[英]How can I convert a list of map List<Map<String, String>> myList to Spark Dataframe in Java?
I have a list of Map like this,我有一个像这样的 Map 的列表,
List<Map<String, Object>> myList = new ArrayList<>();
Map<String, Object> mp1 = new HashMap<>();
mp1.put("id", 1);
mp1.put("name", "John");
Map<String, Object> mp2 = new HashMap<>();
mp2.put("id", 2);
mp2.put("name", "Carte");
the key-value pairs the we are putting in the map are not fixed, we can have any dynamic key-value pairs(dynamic schema).我们放入 map 的键值对不是固定的,我们可以有任何动态键值对(动态模式)。

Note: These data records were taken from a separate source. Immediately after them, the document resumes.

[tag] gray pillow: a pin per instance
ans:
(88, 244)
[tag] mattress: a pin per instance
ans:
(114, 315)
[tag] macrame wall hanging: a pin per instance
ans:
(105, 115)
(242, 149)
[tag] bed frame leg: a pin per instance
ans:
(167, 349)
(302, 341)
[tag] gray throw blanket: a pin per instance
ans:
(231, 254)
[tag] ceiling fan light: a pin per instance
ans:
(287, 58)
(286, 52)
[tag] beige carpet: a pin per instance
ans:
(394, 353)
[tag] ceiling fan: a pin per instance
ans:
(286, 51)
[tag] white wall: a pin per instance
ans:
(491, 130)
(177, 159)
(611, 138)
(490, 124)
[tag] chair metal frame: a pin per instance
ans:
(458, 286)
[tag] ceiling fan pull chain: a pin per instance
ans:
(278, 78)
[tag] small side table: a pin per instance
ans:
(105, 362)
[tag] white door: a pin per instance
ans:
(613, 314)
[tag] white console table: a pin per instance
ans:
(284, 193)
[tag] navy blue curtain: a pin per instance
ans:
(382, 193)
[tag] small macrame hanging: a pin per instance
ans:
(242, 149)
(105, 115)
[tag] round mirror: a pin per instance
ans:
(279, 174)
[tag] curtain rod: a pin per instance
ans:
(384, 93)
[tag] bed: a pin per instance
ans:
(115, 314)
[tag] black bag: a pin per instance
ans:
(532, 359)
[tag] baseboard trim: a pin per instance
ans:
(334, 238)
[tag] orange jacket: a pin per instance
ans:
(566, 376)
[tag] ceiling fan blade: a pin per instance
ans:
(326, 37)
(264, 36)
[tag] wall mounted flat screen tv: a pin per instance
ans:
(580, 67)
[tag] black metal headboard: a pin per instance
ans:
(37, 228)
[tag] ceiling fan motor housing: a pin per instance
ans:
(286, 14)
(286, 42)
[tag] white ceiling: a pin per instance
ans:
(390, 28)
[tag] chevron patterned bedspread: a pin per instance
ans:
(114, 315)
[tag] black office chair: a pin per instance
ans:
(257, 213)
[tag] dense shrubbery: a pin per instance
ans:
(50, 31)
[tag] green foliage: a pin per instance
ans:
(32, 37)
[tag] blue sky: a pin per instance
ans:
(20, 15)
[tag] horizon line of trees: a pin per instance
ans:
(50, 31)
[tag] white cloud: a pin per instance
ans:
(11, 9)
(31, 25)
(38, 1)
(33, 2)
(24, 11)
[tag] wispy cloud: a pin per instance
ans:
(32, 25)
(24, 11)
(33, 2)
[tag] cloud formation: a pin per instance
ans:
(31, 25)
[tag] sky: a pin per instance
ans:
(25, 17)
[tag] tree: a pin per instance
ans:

I want to convert it into spark dataframe.我想把它转换成火花 dataframe。 ( Dataset< Row > ).
(数据集<行> )。
+--+--------+ +--+--------+
| | id |
编号 | name |
姓名 |
+--+--------+ +--+--------+
| | 1 |
1 | John |
约翰 |
+--+--------+ +--+--------+
| | 2 |
2 | Carte |
点菜 |
+--+--------+ +--+--------+
How this can be achieved?如何做到这一点?
Note: As I said, the key-value pairs are dynamic, I can not create a java bean in advance and use this below syntax.注意:正如我所说,键值对是动态的,我不能提前创建 java bean 并使用以下语法。
Dataset<Row> ds = spark.createDataFrame(myList, MyClass.class);
You can build rows and schema from the list of maps, then use spark.createDataFrame(rows: java.util.List[Row], schema: StructType)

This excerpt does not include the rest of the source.